To illustrate, I will use the case $n=3$.

Each block of 30 numbers in a range $30m+1$ to $30m+29$ can have as most $8$ primes as shown above. Therefore, only one bit is needed for each of these $8$ possibilities, to indicate whether or not that value is actually prime. Therefore, storage of primes can be compressed by a factor of $\frac{8}{30} \approx 0.267$.

Here is what happens for general $n$.

The $P_n$ values in the range from $mP_n$ to $(m+1)P_n-1$ are compressed to $\phi(P_n)$ bits, where $\phi(m)$ is Eu;er's phi function (though he lets me use it) that counts the number of integers from $1$ to $m$ relatively prime to $m$.

Since $\phi(P_n) = \prod_{i=1}^n (p_i-1) $, the compression factor is $\dfrac{\phi(P_n)}{P_n} =\prod_{i=1}^n (1-\dfrac1{p_i}) $. Since this goes to zero (because $\sum_{i=1}^n \dfrac1{p_i} \sim \ln \ln n $ - this is Merten's theorem), the amount of compression can be arbitrarily large, though about $e^n/n$ bits are needed.

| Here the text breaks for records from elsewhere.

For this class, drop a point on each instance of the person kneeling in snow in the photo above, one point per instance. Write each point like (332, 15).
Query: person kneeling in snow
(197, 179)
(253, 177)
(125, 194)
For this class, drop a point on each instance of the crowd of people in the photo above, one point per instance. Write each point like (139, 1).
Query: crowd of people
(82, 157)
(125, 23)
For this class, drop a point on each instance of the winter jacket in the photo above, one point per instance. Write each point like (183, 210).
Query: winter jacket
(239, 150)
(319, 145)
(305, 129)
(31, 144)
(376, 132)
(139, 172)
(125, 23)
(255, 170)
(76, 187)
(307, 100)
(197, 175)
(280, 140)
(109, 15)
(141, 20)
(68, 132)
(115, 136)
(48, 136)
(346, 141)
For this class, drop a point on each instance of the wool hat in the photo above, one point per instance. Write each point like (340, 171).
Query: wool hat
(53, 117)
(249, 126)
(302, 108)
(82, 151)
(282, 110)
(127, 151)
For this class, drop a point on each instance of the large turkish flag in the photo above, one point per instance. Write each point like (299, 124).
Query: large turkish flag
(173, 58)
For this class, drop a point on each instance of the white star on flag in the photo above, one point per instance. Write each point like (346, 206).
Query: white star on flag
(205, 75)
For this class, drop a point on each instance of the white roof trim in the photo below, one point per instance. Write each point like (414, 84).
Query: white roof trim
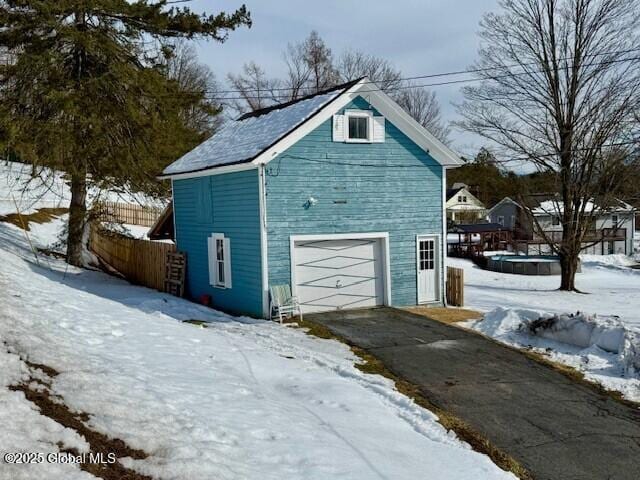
(383, 104)
(504, 200)
(238, 167)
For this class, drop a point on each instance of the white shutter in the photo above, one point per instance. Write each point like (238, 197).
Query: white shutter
(227, 263)
(211, 249)
(338, 128)
(378, 130)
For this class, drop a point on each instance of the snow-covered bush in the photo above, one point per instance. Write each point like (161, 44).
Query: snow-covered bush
(580, 330)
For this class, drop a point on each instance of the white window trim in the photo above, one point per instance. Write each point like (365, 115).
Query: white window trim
(360, 114)
(382, 236)
(214, 262)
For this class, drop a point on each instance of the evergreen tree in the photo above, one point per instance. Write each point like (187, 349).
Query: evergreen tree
(87, 90)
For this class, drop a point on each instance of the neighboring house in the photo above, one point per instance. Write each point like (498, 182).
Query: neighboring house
(611, 233)
(339, 194)
(463, 207)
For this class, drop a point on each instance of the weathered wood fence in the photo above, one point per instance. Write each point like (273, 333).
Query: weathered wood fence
(130, 213)
(140, 261)
(455, 286)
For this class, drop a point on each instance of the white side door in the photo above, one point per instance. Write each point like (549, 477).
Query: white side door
(427, 261)
(338, 274)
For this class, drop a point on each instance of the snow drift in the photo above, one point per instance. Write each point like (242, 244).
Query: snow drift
(607, 333)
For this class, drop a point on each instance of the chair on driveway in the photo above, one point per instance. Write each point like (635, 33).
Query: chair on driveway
(283, 304)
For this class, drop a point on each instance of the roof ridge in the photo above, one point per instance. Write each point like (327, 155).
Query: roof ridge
(280, 106)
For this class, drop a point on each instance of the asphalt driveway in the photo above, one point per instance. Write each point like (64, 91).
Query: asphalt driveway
(556, 428)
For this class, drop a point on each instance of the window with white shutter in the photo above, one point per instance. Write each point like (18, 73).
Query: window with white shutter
(219, 250)
(338, 128)
(378, 130)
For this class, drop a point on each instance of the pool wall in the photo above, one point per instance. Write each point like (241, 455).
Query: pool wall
(526, 265)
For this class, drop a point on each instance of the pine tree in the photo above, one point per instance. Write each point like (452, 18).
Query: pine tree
(87, 92)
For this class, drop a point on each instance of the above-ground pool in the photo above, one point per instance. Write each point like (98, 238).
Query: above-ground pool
(525, 264)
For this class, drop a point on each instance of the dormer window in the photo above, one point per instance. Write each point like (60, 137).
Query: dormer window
(358, 125)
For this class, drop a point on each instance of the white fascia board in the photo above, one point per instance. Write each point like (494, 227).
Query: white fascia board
(309, 126)
(239, 167)
(407, 125)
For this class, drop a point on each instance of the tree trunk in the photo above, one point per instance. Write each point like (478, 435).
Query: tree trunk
(77, 217)
(569, 268)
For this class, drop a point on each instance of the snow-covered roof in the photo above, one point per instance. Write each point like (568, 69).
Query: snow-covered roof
(258, 137)
(552, 207)
(242, 140)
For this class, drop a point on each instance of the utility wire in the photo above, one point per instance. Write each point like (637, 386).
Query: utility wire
(405, 87)
(457, 72)
(387, 165)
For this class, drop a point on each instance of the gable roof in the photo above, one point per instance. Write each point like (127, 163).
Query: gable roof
(542, 204)
(504, 200)
(257, 137)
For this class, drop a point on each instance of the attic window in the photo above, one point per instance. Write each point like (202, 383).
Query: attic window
(358, 128)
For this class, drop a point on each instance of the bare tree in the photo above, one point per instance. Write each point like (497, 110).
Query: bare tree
(254, 90)
(423, 106)
(311, 68)
(565, 106)
(183, 66)
(319, 59)
(298, 72)
(354, 64)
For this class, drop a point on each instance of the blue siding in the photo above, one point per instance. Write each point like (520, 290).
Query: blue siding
(397, 188)
(226, 204)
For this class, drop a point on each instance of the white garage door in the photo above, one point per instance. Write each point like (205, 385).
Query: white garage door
(338, 274)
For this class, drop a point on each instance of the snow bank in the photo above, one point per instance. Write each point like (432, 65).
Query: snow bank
(603, 347)
(580, 330)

To see this, by one of the corollaries of the prime number theorem, $P_n \sim e^n$, and $\dfrac{\phi(P_n)}{P_n} =\prod_{i=1}^n (1-\dfrac1{p_i}) \approx e^{-\ln \ln n} = 1/\ln n $. Therefore, each block of $P_n$ values can be represented by about $\frac{P_n}{n}$ bits.

Therefore, using a sieve with the first $n$ primes and the numbers relatively prime to $P_n$ can compress the primes by about a factor of $n$.

Therefore the primes can be compressed by an arbitrary amount, though the amount of storage needed is exponential in $n$.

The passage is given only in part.